The Essential Selection is a radio show on Friday evenings on BBC Radio 1, originally conceived by producer Eddie Gordon and hosted by Pete Tong.

==History==
"The Essential Mix programme was originally produced by Radio 1 producer Eddie Gordon, who held the post from 1993 to 2001. After receiving weekly mix shows from DJs Tony Humphries and Frankie Knuckles on two-hour cassettes from New York's Hot 97 and KISS 100 respectively in the early Nineties Eddie felt that a Radio 1 weekly show with DJs of different styles of music would offer more variety and the chance for the ever burgeoning UK dance music scene to flourish."

Gordon pitched the idea of a UK-based dance music show, with an emphasis on house, that show-cased different DJs and styles of music and offer an outlet for UK dance music.

The first show, fronted by Gordon's protege Tong, was broadcast on 11 January 1991, produced by Gordon and aired from 7.30pm to 10.00pm. The show was subject to scheduling adjustments over the subsequent fifteen years, varying in duration from 2 hours to 3.5 hours, broadcast within the time frame from 6.00pm to 10.00pm. The show was the first BBC production to broadcast live from Ibiza, Spain. Gordon left the show in 2003, when it changed to a three-hour length. In addition, a one-hour Sunday edition of the programme was broadcast at 7.00pm from April 1992 to April 1993, called "The Essential Selection - Part 2".

From 29 September 2006 to at least 2013, the show was entitled simply Pete Tong (although the feature "Essential New Tune" remains), and is currently broadcast from 10.00pm to 1.00am. The 500th show was broadcast on 23/24 April 2010, featuring Tong on the Friday night, and Tong plus DJs Sasha and Richie Hawtin live from Circus nightclub in Liverpool.

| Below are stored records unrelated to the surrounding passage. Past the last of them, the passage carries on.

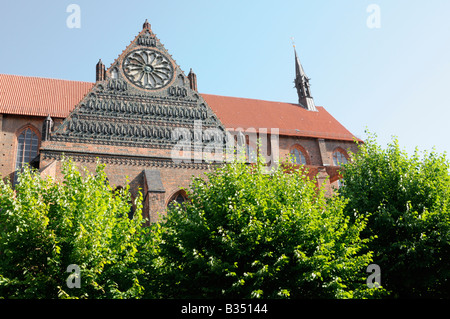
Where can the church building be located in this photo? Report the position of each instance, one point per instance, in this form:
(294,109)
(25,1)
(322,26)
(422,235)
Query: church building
(146,120)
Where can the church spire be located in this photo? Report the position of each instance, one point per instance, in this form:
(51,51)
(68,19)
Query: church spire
(302,85)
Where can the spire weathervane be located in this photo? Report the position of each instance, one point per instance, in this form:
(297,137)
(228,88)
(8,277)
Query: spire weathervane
(302,84)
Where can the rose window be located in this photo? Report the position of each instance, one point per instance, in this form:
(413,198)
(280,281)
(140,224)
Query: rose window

In September 2020, the show changed time slot to 10:00pm each Friday night. It is usually pre-recorded by Pete Tong from his Los Angeles studio where he currently resides.

From October 2020, the show acts as the drivetime show on BBC Radio 1 Dance, airing 4pm–6pm Monday to Thursday.

== Format ==
A regular feature of the show is Tong's designation of one track as the Essential New Tune of the week. Often, the track in question may be only available in white label releases at the time. This is a significant accolade within the dance music community.

==International versions==
Versions of the show are exported outside of the UK. In Vancouver, Canada, the show, under its original name aired Saturday evenings from 8:00pm–10:00pm on The Beat 94.5FM, but was taken off air from Summer of 2008. In China, the show is aired Saturday evenings from 10:00pm–12:00pm (2:00pm – 4:00pm UTC) on CRI Hit FM under its original name from 5 May 2012. So it can be listened to at Beijing (FM 88.7 MHz) and Shanghai (FM 87.9 MHz) Evolution with Pete Tong on Evolution (radio network) was distributed by Premiere Networks in a 2 hour format, from June 2013 to December 2016.

== Discography ==
List of Essential Selection albums, the chart numbers written next to the titles are their entry in the UK Compilation Chart
The limited editions of the albums had to chart separately from the standard editions due to chart regulations. The limited editions are distinguished from the standard editions by a different cover and a third disc (standard editions have two discs).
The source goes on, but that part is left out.